Teece has published more than 200 scholarly papers and more than a dozen books and is coeditor of the Palgrave Encyclopedia of Strategic Management. They include:

- Dynamic Universities: How Strategic, Entrepreneurial Leaders Can Strengthen Higher Education, Cambridge University Press (forthcoming, 2026).
- Dynamic Capabilities and Related Paradigms, Cambridge University Press (2025).
- Dynamic Capabilities: Foundational Concepts, Cambridge University Press (2025).
- "The multinational enterprise, capabilities, and digitalization: governance and growth with world disorder," Journal of International Business Studies 56:1 (2025).

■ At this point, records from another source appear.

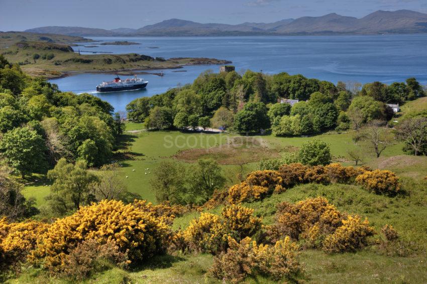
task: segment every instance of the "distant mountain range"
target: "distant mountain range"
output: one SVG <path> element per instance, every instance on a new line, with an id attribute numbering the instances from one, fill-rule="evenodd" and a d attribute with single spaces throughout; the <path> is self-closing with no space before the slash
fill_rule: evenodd
<path id="1" fill-rule="evenodd" d="M 409 10 L 378 11 L 362 18 L 330 14 L 303 17 L 271 23 L 239 25 L 201 24 L 172 19 L 140 29 L 103 30 L 79 27 L 50 26 L 26 32 L 80 36 L 231 36 L 266 35 L 378 34 L 427 33 L 427 14 Z"/>

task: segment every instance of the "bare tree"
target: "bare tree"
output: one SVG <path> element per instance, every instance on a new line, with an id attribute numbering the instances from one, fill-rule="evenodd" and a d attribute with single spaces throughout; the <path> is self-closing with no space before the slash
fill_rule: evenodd
<path id="1" fill-rule="evenodd" d="M 362 84 L 356 81 L 348 81 L 346 82 L 346 87 L 348 91 L 355 96 L 360 91 Z"/>
<path id="2" fill-rule="evenodd" d="M 362 127 L 364 119 L 361 110 L 357 108 L 351 109 L 349 111 L 348 115 L 353 128 L 359 130 L 359 128 Z"/>
<path id="3" fill-rule="evenodd" d="M 127 191 L 123 178 L 120 176 L 117 164 L 105 165 L 98 171 L 98 180 L 92 184 L 96 199 L 118 199 Z"/>
<path id="4" fill-rule="evenodd" d="M 22 185 L 11 178 L 13 170 L 0 166 L 0 218 L 16 220 L 31 215 L 32 203 L 21 193 Z"/>
<path id="5" fill-rule="evenodd" d="M 427 118 L 414 117 L 402 121 L 396 127 L 396 137 L 412 147 L 415 156 L 427 144 Z"/>
<path id="6" fill-rule="evenodd" d="M 359 162 L 363 161 L 363 153 L 360 149 L 349 149 L 347 150 L 347 156 L 354 161 L 357 166 Z"/>
<path id="7" fill-rule="evenodd" d="M 360 132 L 355 137 L 356 141 L 364 141 L 367 147 L 379 158 L 382 152 L 391 145 L 393 138 L 389 129 L 384 127 L 385 122 L 375 120 L 368 123 L 361 129 Z"/>
<path id="8" fill-rule="evenodd" d="M 41 123 L 45 129 L 45 140 L 51 164 L 54 165 L 61 157 L 72 156 L 66 146 L 68 139 L 59 131 L 59 123 L 56 118 L 46 118 Z"/>

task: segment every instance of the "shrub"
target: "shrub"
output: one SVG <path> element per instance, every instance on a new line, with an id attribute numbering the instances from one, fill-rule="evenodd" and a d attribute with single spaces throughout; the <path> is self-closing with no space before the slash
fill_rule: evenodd
<path id="1" fill-rule="evenodd" d="M 283 165 L 279 169 L 279 173 L 283 179 L 283 184 L 287 188 L 304 183 L 304 178 L 308 167 L 300 163 Z"/>
<path id="2" fill-rule="evenodd" d="M 394 195 L 400 190 L 399 179 L 390 171 L 367 171 L 356 178 L 356 182 L 377 194 Z"/>
<path id="3" fill-rule="evenodd" d="M 214 191 L 214 194 L 210 199 L 203 205 L 203 207 L 207 209 L 215 208 L 217 206 L 223 204 L 229 196 L 228 190 Z"/>
<path id="4" fill-rule="evenodd" d="M 323 197 L 307 199 L 294 204 L 278 205 L 276 222 L 268 228 L 266 239 L 275 241 L 281 236 L 299 240 L 305 247 L 322 248 L 328 252 L 351 251 L 367 244 L 374 229 L 359 216 L 346 216 Z"/>
<path id="5" fill-rule="evenodd" d="M 253 217 L 253 209 L 232 205 L 225 207 L 221 216 L 202 213 L 184 231 L 184 238 L 192 250 L 214 254 L 225 251 L 228 236 L 240 240 L 261 228 L 261 220 Z"/>
<path id="6" fill-rule="evenodd" d="M 323 197 L 307 199 L 294 204 L 282 202 L 277 205 L 277 209 L 275 225 L 279 236 L 288 235 L 295 240 L 309 236 L 312 246 L 333 232 L 343 219 L 335 206 Z M 317 228 L 313 230 L 315 226 Z"/>
<path id="7" fill-rule="evenodd" d="M 304 165 L 324 166 L 331 163 L 331 158 L 329 145 L 317 139 L 304 143 L 298 152 L 298 160 Z"/>
<path id="8" fill-rule="evenodd" d="M 220 216 L 202 213 L 198 219 L 192 220 L 190 222 L 190 225 L 184 231 L 184 238 L 193 250 L 214 253 L 224 249 L 221 235 L 223 230 L 220 224 Z"/>
<path id="9" fill-rule="evenodd" d="M 331 182 L 323 166 L 314 166 L 309 168 L 304 176 L 304 179 L 309 183 L 325 185 Z"/>
<path id="10" fill-rule="evenodd" d="M 275 280 L 296 274 L 301 270 L 296 259 L 298 248 L 289 237 L 277 241 L 274 247 L 260 245 L 257 255 L 259 269 Z"/>
<path id="11" fill-rule="evenodd" d="M 34 221 L 8 223 L 6 218 L 0 219 L 0 270 L 24 261 L 49 226 Z"/>
<path id="12" fill-rule="evenodd" d="M 224 207 L 221 213 L 228 233 L 236 239 L 252 236 L 261 228 L 261 220 L 252 216 L 254 209 L 240 205 Z"/>
<path id="13" fill-rule="evenodd" d="M 343 220 L 343 225 L 333 234 L 328 236 L 324 242 L 323 249 L 327 252 L 354 251 L 368 244 L 368 237 L 375 234 L 373 227 L 360 216 L 349 216 Z"/>
<path id="14" fill-rule="evenodd" d="M 271 170 L 277 171 L 280 166 L 284 164 L 279 158 L 263 160 L 258 163 L 258 169 L 260 171 Z"/>
<path id="15" fill-rule="evenodd" d="M 253 186 L 246 182 L 242 182 L 229 189 L 228 200 L 231 204 L 258 200 L 263 199 L 268 192 L 267 187 Z"/>
<path id="16" fill-rule="evenodd" d="M 229 237 L 230 248 L 214 259 L 210 273 L 218 279 L 239 283 L 248 274 L 252 274 L 256 266 L 257 244 L 249 237 L 238 243 Z"/>
<path id="17" fill-rule="evenodd" d="M 192 207 L 188 206 L 171 205 L 169 201 L 153 205 L 151 202 L 147 202 L 146 200 L 135 200 L 133 205 L 142 211 L 152 213 L 154 217 L 162 219 L 170 225 L 172 225 L 175 217 L 181 216 L 193 210 Z"/>
<path id="18" fill-rule="evenodd" d="M 232 204 L 264 199 L 272 192 L 284 191 L 283 179 L 276 171 L 256 171 L 248 175 L 240 184 L 229 189 L 228 201 Z"/>
<path id="19" fill-rule="evenodd" d="M 298 246 L 287 237 L 274 246 L 257 245 L 246 237 L 238 243 L 229 237 L 230 248 L 214 259 L 209 273 L 214 277 L 232 283 L 241 282 L 247 275 L 259 271 L 278 280 L 289 277 L 301 269 L 296 259 Z"/>
<path id="20" fill-rule="evenodd" d="M 276 171 L 255 171 L 248 175 L 246 181 L 249 184 L 267 187 L 269 190 L 281 187 L 283 179 Z"/>
<path id="21" fill-rule="evenodd" d="M 115 241 L 120 252 L 127 251 L 130 261 L 145 260 L 163 251 L 169 233 L 162 218 L 153 213 L 132 204 L 103 200 L 57 220 L 37 240 L 31 259 L 60 271 L 70 251 L 86 240 L 94 239 L 101 244 Z"/>
<path id="22" fill-rule="evenodd" d="M 114 241 L 100 244 L 94 239 L 88 239 L 78 244 L 69 252 L 62 274 L 81 281 L 94 272 L 106 270 L 114 265 L 125 268 L 128 263 L 127 253 L 121 252 Z"/>
<path id="23" fill-rule="evenodd" d="M 388 241 L 394 241 L 399 238 L 399 234 L 392 226 L 385 225 L 381 228 L 381 233 L 384 234 L 385 238 Z"/>
<path id="24" fill-rule="evenodd" d="M 343 167 L 338 163 L 326 166 L 325 170 L 331 181 L 340 184 L 353 183 L 356 177 L 365 172 L 363 168 Z"/>

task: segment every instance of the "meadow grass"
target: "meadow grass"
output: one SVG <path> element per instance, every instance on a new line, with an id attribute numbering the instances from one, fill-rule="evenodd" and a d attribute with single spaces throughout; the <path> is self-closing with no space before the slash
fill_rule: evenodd
<path id="1" fill-rule="evenodd" d="M 133 122 L 132 121 L 125 122 L 125 131 L 144 130 L 144 129 L 145 129 L 145 126 L 142 122 Z"/>
<path id="2" fill-rule="evenodd" d="M 226 143 L 228 139 L 236 136 L 234 134 L 222 134 L 216 136 L 216 139 L 206 139 L 214 135 L 218 134 L 178 131 L 142 131 L 127 134 L 124 139 L 129 143 L 134 158 L 122 162 L 123 167 L 121 171 L 129 191 L 155 202 L 155 193 L 150 188 L 149 179 L 159 164 L 162 161 L 175 161 L 182 167 L 188 167 L 191 161 L 180 160 L 179 156 L 176 155 L 180 150 L 207 149 Z M 167 140 L 177 138 L 179 142 L 180 139 L 184 141 L 191 139 L 194 142 L 184 147 L 181 147 L 179 143 L 166 147 L 165 138 L 167 135 Z M 194 135 L 197 139 L 190 137 Z M 352 136 L 351 133 L 347 133 L 310 137 L 277 137 L 270 135 L 254 137 L 266 141 L 264 147 L 279 152 L 285 151 L 284 149 L 288 146 L 300 147 L 307 139 L 318 138 L 330 143 L 334 159 L 336 160 L 345 157 L 347 148 L 353 146 Z M 402 154 L 401 145 L 396 144 L 385 151 L 384 157 L 377 159 L 369 155 L 365 162 L 365 165 L 373 168 L 395 171 L 402 177 L 400 181 L 403 192 L 395 197 L 376 195 L 357 185 L 307 184 L 288 189 L 284 193 L 272 195 L 261 201 L 246 203 L 243 205 L 254 209 L 254 214 L 262 217 L 263 223 L 268 225 L 274 222 L 278 203 L 283 201 L 294 203 L 307 198 L 323 196 L 342 212 L 367 218 L 378 233 L 375 238 L 380 237 L 380 229 L 384 225 L 392 225 L 400 235 L 403 249 L 408 251 L 407 256 L 400 257 L 387 255 L 377 249 L 375 246 L 356 253 L 328 254 L 319 250 L 302 251 L 299 259 L 303 264 L 303 273 L 297 277 L 296 281 L 321 283 L 425 282 L 427 281 L 427 258 L 425 253 L 427 250 L 427 182 L 423 178 L 427 175 L 427 157 L 414 157 Z M 238 156 L 236 157 L 236 160 L 241 158 Z M 345 160 L 342 159 L 342 161 Z M 351 164 L 350 161 L 345 163 Z M 255 169 L 257 164 L 222 165 L 227 184 L 238 182 L 238 174 L 241 172 L 244 176 Z M 146 171 L 147 169 L 149 170 Z M 43 204 L 44 197 L 49 193 L 49 191 L 48 185 L 41 184 L 27 186 L 24 192 L 27 197 L 36 198 L 37 205 L 40 206 Z M 219 214 L 223 206 L 219 206 L 206 211 Z M 172 228 L 185 229 L 191 220 L 199 215 L 198 212 L 192 212 L 177 218 Z M 157 255 L 150 259 L 149 263 L 138 264 L 136 268 L 124 270 L 114 268 L 95 274 L 85 282 L 220 283 L 221 280 L 212 278 L 206 273 L 212 261 L 213 256 L 206 254 Z M 66 280 L 52 278 L 40 269 L 33 268 L 25 270 L 19 278 L 9 282 L 69 282 Z M 247 277 L 245 282 L 275 282 L 264 276 L 255 275 Z"/>
<path id="3" fill-rule="evenodd" d="M 128 126 L 128 125 L 129 124 Z M 128 129 L 140 128 L 141 123 L 127 122 L 125 124 L 126 130 Z M 129 127 L 128 128 L 128 127 Z M 329 133 L 318 135 L 312 137 L 276 137 L 274 135 L 255 135 L 247 139 L 258 139 L 259 142 L 259 149 L 268 148 L 273 150 L 274 154 L 280 154 L 286 151 L 286 148 L 289 146 L 300 147 L 303 143 L 308 139 L 318 138 L 329 143 L 334 160 L 339 160 L 345 165 L 353 165 L 354 163 L 346 160 L 347 150 L 349 148 L 354 147 L 352 137 L 352 133 Z M 251 151 L 255 154 L 258 150 L 257 148 L 249 148 L 246 152 L 240 151 L 237 149 L 234 152 L 228 151 L 230 143 L 233 143 L 234 139 L 243 139 L 245 141 L 247 137 L 241 136 L 235 134 L 227 133 L 203 133 L 198 132 L 181 132 L 177 131 L 141 131 L 138 133 L 127 132 L 123 135 L 122 139 L 124 143 L 129 146 L 132 158 L 121 161 L 122 165 L 121 169 L 121 175 L 125 183 L 128 186 L 130 192 L 137 193 L 144 199 L 156 202 L 155 193 L 150 187 L 150 179 L 152 176 L 154 171 L 156 170 L 159 164 L 162 161 L 174 161 L 178 162 L 182 167 L 187 167 L 192 161 L 182 161 L 175 156 L 180 151 L 189 149 L 204 149 L 205 155 L 202 157 L 204 159 L 212 158 L 215 159 L 222 159 L 224 161 L 231 161 L 232 165 L 221 165 L 223 173 L 226 178 L 227 185 L 232 185 L 238 183 L 239 180 L 238 175 L 245 176 L 248 173 L 255 170 L 257 162 L 245 163 L 245 161 L 250 161 Z M 243 147 L 243 146 L 242 146 Z M 224 147 L 222 148 L 221 147 Z M 384 159 L 396 155 L 403 154 L 402 145 L 400 144 L 393 145 L 387 148 L 382 154 L 381 161 Z M 222 149 L 226 153 L 226 157 L 221 156 Z M 215 150 L 215 152 L 210 150 Z M 263 150 L 264 151 L 264 150 Z M 263 152 L 268 153 L 268 152 Z M 258 153 L 258 154 L 259 153 Z M 411 156 L 405 156 L 410 157 Z M 265 157 L 265 159 L 273 158 L 273 156 Z M 373 165 L 377 167 L 380 160 L 374 158 L 374 155 L 367 153 L 365 158 L 365 164 L 368 166 Z M 408 159 L 415 159 L 418 157 L 412 157 Z M 427 165 L 427 161 L 420 157 L 421 165 Z M 221 161 L 220 161 L 221 162 Z M 229 162 L 227 162 L 229 163 Z M 221 164 L 221 163 L 220 163 Z M 401 164 L 399 164 L 401 166 Z M 414 166 L 415 173 L 424 169 L 425 175 L 427 175 L 427 168 L 418 169 L 418 166 Z M 148 170 L 146 170 L 148 169 Z M 405 172 L 405 167 L 400 170 L 400 172 Z M 147 173 L 146 174 L 146 173 Z M 127 178 L 126 177 L 128 177 Z M 33 197 L 37 200 L 37 205 L 44 204 L 44 197 L 49 194 L 49 190 L 42 185 L 26 187 L 24 191 L 26 197 Z"/>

- "Ecosystem leadership as a dynamic capability" (with Nicolai J. Foss and Jens Schmidt), Long range planning, 56:1 (2023).
- "Big Tech and Strategic Management: How Management Scholars Can Inform Competition Policy," Academy of Management Perspectives (2023).
- "Innovating Big Tech Firms and Competition Policy: Favoring Dynamic Over Static Competition" (with Nicolas Petit), Industrial and Corporate Change (2021).
- "Profiting from Innovation in the Digital Economy: Enabling Technologies, Standards, and Licensing Models in the Wireless World," Research Policy (2018).
- "A Dynamic Capabilities-Based Entrepreneurial Theory of the Multinational Enterprise," Journal of International Business Studies 45:1 (2014).
- "Strategy, Innovation and the Theory of the Firm" (2012)
- "Dynamic Capabilities and Strategic Management: Organizing for Innovation and Growth" (2009) Second edition (with new preface), 2011.
- Dynamic Capabilities and Strategic Management: Organizing for Innovation and Growth, Oxford University Press (2009).
- "The Transfer and Licensing of Know-How and Intellectual Property: Understanding the Multinational Enterprise in the Modern World" (2008)
- "Technological Know-How, Organizational Capabilities and Strategic Management" (2008)
- "Reflections on 'Profiting from Innovation,'" Research Policy 35:8 (December 2006), 1131–1146.
- "Managing Intellectual Capital: Organizational, Strategic, and Policy Dimensions" (2000)
- "Economic Performance and the Theory of the Firm: The Selected Papers of David Teece" (1998)
- "Dynamic capabilities and strategic management" (with Gary Pisano and Amy Shuen), Strategic Management Journal 18: 509-533. (1997).
- Teece, David (1992). "Antitrust, Innovation and Competitiveness"
- "Profiting from Technological Innovation," Research Policy 15:6 (December 1986), 285– 305.